I have the Stock 15x7 Rally II wheels for my 69 GTO. I want to get some BFGoodrish TA Radials and I am not sure what the right tire size is for the front and the rear. I dont want massive rear tires and small front tires. I just want some nice standard size TA Radials. What sizes fit nicely on the 69 GTO?


----------



## GTO JUDGE (May 14, 2005)

I have 245x60x14 and the width is really nice. They are on 14X7 rims.

IMO: if you want a nice not too wide but not narrow tire perhaps the 60 series are worth looking into? I really like the width of mine.

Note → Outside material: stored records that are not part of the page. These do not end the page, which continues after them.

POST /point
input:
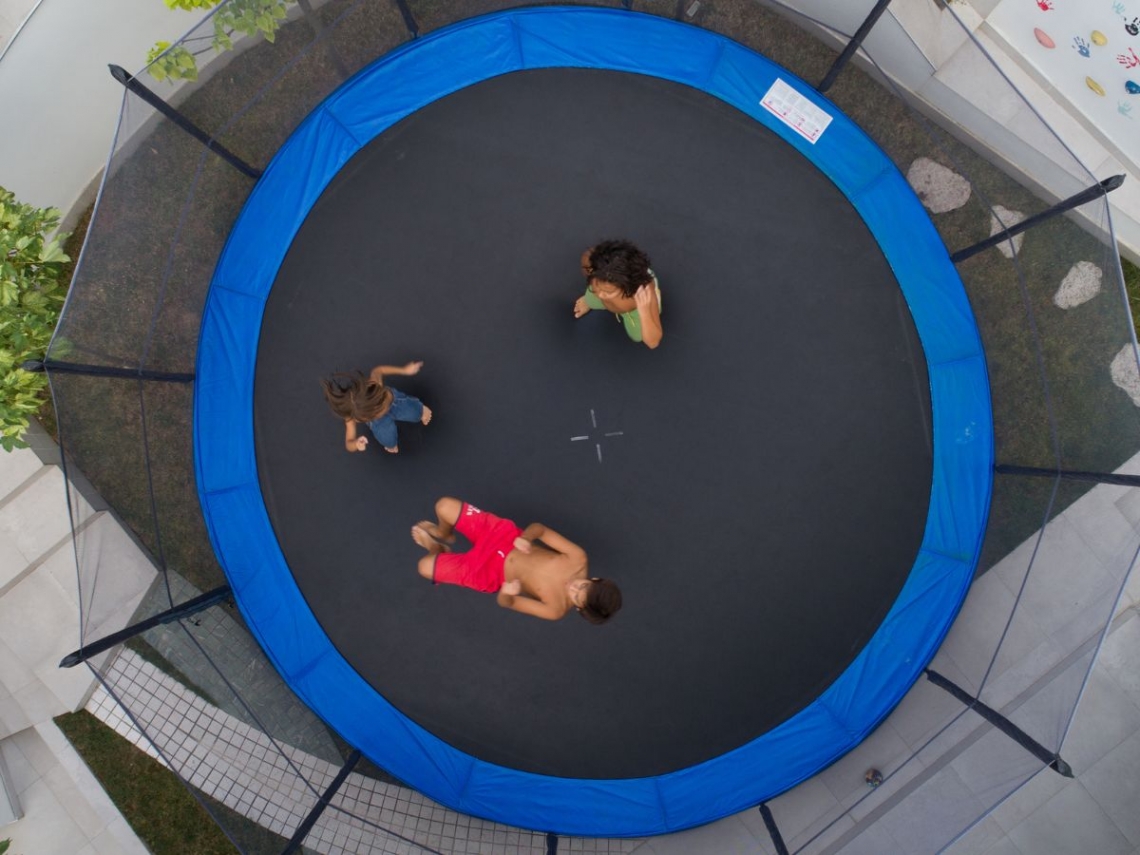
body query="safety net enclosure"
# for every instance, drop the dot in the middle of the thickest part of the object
(133, 366)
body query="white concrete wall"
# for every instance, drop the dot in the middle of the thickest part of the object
(57, 99)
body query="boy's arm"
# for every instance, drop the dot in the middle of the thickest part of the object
(353, 442)
(382, 371)
(534, 608)
(552, 538)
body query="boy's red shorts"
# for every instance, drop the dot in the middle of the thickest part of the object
(481, 567)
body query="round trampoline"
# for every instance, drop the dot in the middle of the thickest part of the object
(790, 490)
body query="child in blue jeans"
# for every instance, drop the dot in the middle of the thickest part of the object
(357, 398)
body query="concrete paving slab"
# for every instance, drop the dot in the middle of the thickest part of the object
(1114, 782)
(727, 836)
(980, 839)
(39, 701)
(865, 805)
(1027, 800)
(14, 674)
(926, 709)
(994, 766)
(980, 628)
(1105, 718)
(124, 577)
(1118, 658)
(933, 814)
(1128, 505)
(1100, 523)
(13, 562)
(33, 835)
(39, 602)
(1071, 823)
(796, 809)
(874, 840)
(18, 465)
(1064, 581)
(13, 717)
(822, 837)
(884, 750)
(38, 522)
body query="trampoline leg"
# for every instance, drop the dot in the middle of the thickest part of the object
(853, 45)
(1003, 724)
(306, 827)
(128, 80)
(409, 19)
(1088, 195)
(770, 823)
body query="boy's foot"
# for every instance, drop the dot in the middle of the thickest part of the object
(426, 540)
(433, 531)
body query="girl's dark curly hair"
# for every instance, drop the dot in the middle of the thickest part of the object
(352, 395)
(620, 262)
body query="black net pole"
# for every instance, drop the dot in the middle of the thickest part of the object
(853, 45)
(306, 827)
(103, 371)
(409, 19)
(190, 607)
(1088, 195)
(770, 823)
(1003, 469)
(1051, 758)
(128, 80)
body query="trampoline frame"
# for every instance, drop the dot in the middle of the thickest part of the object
(274, 608)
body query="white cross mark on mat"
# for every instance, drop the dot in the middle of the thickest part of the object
(597, 445)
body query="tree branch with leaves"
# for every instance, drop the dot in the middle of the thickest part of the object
(31, 298)
(244, 17)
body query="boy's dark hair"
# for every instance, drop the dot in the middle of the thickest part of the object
(352, 395)
(603, 600)
(620, 262)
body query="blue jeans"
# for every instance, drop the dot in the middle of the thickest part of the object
(405, 408)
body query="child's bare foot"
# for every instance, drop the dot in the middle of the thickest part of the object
(425, 539)
(433, 531)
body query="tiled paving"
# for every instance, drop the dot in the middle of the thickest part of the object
(276, 784)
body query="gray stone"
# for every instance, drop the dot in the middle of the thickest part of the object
(1080, 285)
(939, 188)
(1125, 373)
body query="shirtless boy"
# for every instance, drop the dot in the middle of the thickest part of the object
(545, 583)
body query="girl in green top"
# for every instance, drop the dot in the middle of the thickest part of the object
(619, 279)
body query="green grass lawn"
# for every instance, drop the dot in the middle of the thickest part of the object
(1132, 284)
(154, 801)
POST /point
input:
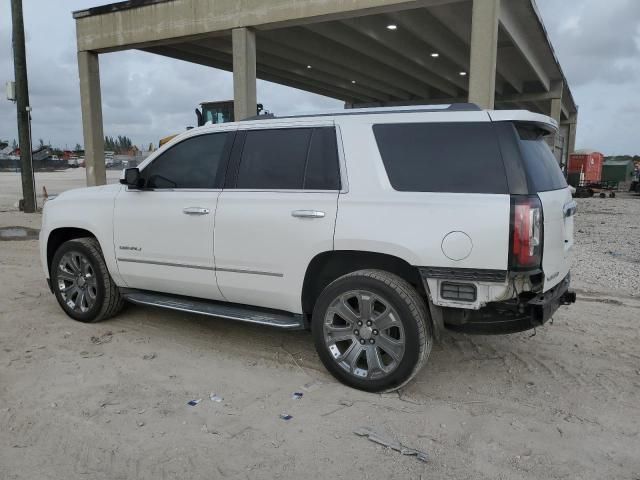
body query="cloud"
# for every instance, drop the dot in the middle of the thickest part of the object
(147, 97)
(144, 96)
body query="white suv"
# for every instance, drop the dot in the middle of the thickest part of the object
(375, 228)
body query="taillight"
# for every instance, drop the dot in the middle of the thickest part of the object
(526, 233)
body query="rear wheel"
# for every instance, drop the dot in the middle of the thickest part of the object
(81, 282)
(372, 330)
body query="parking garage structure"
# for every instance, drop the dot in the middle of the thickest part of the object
(493, 53)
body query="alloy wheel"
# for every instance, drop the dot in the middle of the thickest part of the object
(364, 334)
(76, 281)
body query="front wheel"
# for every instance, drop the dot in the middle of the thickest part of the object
(371, 330)
(81, 282)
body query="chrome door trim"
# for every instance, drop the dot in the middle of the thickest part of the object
(196, 211)
(251, 272)
(307, 214)
(200, 267)
(165, 264)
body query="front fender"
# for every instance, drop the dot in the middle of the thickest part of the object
(89, 209)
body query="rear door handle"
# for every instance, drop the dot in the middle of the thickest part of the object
(196, 211)
(570, 209)
(307, 214)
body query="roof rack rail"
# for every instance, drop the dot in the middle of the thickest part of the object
(453, 107)
(264, 116)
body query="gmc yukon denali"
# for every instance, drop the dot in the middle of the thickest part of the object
(374, 228)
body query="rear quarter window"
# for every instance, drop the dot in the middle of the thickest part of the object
(442, 157)
(542, 168)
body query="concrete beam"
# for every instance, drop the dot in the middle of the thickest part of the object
(244, 73)
(366, 46)
(442, 73)
(91, 107)
(332, 67)
(484, 52)
(141, 26)
(442, 40)
(317, 46)
(215, 47)
(516, 32)
(223, 61)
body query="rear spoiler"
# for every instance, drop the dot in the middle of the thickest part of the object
(542, 122)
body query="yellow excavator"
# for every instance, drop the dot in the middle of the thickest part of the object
(214, 112)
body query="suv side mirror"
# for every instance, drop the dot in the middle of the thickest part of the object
(132, 178)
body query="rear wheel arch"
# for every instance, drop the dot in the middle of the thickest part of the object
(328, 266)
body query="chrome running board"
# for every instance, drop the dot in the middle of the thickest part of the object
(230, 311)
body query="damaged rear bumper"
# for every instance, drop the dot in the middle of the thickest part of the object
(517, 315)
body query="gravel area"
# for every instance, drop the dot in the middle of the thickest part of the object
(607, 251)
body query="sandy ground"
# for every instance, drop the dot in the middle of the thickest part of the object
(564, 403)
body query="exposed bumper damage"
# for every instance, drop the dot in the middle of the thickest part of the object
(525, 312)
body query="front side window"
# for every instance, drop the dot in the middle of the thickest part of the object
(193, 163)
(451, 157)
(289, 159)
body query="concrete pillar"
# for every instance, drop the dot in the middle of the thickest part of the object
(556, 100)
(91, 106)
(573, 123)
(484, 52)
(555, 112)
(244, 73)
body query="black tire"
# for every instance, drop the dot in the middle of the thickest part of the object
(108, 301)
(412, 313)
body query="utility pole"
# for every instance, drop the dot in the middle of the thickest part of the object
(23, 108)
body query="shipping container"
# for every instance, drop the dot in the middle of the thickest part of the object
(588, 163)
(618, 171)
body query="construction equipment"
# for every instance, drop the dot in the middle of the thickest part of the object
(215, 112)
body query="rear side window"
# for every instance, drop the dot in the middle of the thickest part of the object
(289, 159)
(541, 165)
(442, 157)
(323, 171)
(193, 163)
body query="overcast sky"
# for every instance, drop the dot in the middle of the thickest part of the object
(148, 97)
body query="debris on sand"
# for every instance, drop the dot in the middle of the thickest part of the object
(389, 443)
(104, 338)
(85, 354)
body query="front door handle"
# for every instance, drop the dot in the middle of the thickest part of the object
(196, 211)
(307, 214)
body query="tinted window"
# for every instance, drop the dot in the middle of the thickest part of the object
(289, 159)
(442, 157)
(323, 171)
(274, 159)
(192, 163)
(541, 165)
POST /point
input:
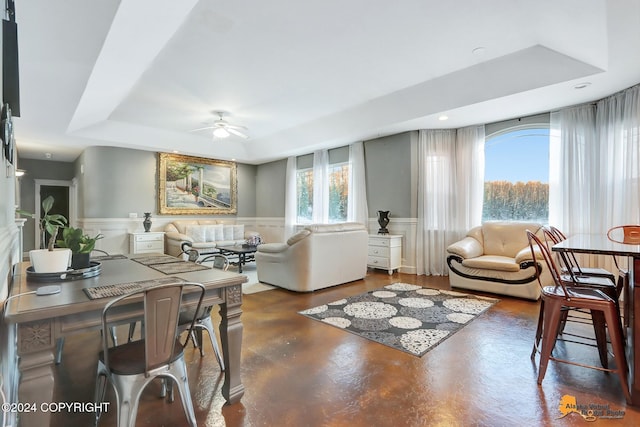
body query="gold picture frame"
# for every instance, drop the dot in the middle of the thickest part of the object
(196, 186)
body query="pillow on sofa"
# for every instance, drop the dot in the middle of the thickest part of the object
(227, 232)
(196, 232)
(238, 232)
(214, 233)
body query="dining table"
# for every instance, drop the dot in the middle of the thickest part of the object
(600, 244)
(43, 311)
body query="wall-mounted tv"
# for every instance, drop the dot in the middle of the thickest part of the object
(10, 71)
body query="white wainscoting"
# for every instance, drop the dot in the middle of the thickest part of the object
(116, 232)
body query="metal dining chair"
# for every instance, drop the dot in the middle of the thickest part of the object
(130, 367)
(573, 274)
(627, 235)
(203, 318)
(202, 323)
(561, 294)
(571, 262)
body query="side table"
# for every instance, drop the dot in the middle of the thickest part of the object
(385, 251)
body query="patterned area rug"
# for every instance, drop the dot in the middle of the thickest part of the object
(403, 316)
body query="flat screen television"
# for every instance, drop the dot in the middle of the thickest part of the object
(10, 71)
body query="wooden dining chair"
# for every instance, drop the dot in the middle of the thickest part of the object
(203, 322)
(130, 367)
(560, 294)
(570, 260)
(573, 275)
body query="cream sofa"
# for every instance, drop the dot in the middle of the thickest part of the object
(495, 257)
(204, 235)
(317, 257)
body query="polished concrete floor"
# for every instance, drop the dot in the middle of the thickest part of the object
(301, 372)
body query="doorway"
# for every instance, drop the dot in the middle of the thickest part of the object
(63, 193)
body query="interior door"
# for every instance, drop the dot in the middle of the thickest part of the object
(60, 205)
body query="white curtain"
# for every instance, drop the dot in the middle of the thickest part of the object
(321, 187)
(470, 176)
(594, 167)
(450, 192)
(618, 127)
(291, 199)
(573, 173)
(358, 209)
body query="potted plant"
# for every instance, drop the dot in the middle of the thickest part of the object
(80, 244)
(50, 260)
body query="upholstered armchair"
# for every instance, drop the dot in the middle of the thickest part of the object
(317, 257)
(495, 257)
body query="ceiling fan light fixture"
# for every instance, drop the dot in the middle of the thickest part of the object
(220, 133)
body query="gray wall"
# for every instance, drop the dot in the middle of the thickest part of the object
(270, 186)
(389, 175)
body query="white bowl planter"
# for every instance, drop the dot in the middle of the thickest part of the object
(46, 261)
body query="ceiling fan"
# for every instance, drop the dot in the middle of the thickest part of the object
(223, 129)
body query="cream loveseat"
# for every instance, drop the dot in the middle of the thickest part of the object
(495, 257)
(204, 235)
(317, 257)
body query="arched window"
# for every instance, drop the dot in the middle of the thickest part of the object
(516, 184)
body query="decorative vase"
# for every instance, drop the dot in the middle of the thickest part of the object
(46, 261)
(383, 220)
(79, 261)
(147, 222)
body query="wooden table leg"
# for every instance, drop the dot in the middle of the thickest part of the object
(36, 344)
(231, 337)
(633, 332)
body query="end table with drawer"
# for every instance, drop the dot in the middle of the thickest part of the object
(146, 242)
(385, 251)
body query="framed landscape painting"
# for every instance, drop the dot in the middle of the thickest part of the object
(195, 185)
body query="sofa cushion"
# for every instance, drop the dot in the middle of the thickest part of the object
(273, 247)
(492, 262)
(332, 228)
(227, 232)
(214, 232)
(238, 232)
(196, 232)
(466, 248)
(506, 238)
(297, 237)
(182, 225)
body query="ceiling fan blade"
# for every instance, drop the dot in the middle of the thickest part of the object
(237, 133)
(199, 129)
(235, 126)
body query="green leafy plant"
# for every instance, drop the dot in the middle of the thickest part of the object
(77, 241)
(50, 223)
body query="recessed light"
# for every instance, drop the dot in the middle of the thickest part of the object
(582, 85)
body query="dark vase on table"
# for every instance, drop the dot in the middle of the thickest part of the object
(147, 221)
(79, 261)
(383, 220)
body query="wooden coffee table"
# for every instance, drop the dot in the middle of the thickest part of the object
(244, 253)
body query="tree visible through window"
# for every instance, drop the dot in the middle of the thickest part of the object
(304, 192)
(516, 183)
(338, 193)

The whole car has a nice squat to it. 

With 15's your s should really look good.


----------



## pontiacsniper (Jan 20, 2012)

GTO Judge, your car is a beauty! Like the 245/60's too!


----------



## BearGFR (Aug 25, 2008)

jtwoods4 said:


> I have the Stock 15x7 Rally II wheels for my 69 GTO. I want to get some BFGoodrish TA Radials and I am not sure what the right tire size is for the front and the rear. I dont want massive rear tires and small front tires. I just want some nice standard size TA Radials. What sizes fit nicely on the 69 GTO?


I'm running BFG P245/60-15's on all 4 corners of the Beast. They don't rub (now) but just barely on the front. When the fronts are about halfway through to max steering lock, the outside edge of the tire misses the front lower corner of the wheel opening by less than 1/4", but it does clear. I had a little rubbing on the left side at first until I reworked the corner of the wheel opening trim at that spot.

I think I could go a little wider on the rear with custom backspace wheels, but not by much. There's room for larger diameter, but not much wider.

Bear


----------



## GTO JUDGE (May 14, 2005)

pontiacsniper said:


> GTO Judge, your car is a beauty! Like the 245/60's too!


Thanks


----------



## jigaway (Jul 2, 2011)

I have a 71 and just got some new 15 Rallye IIs. I am going to go with 235/60s in the front and 255/60s in the back. I want to fill up the rear wheel wells a bit more and make her look a little more aggressive..

Currently it has 235s all around and the rears just look too tucked under for my taste.

Dan


----------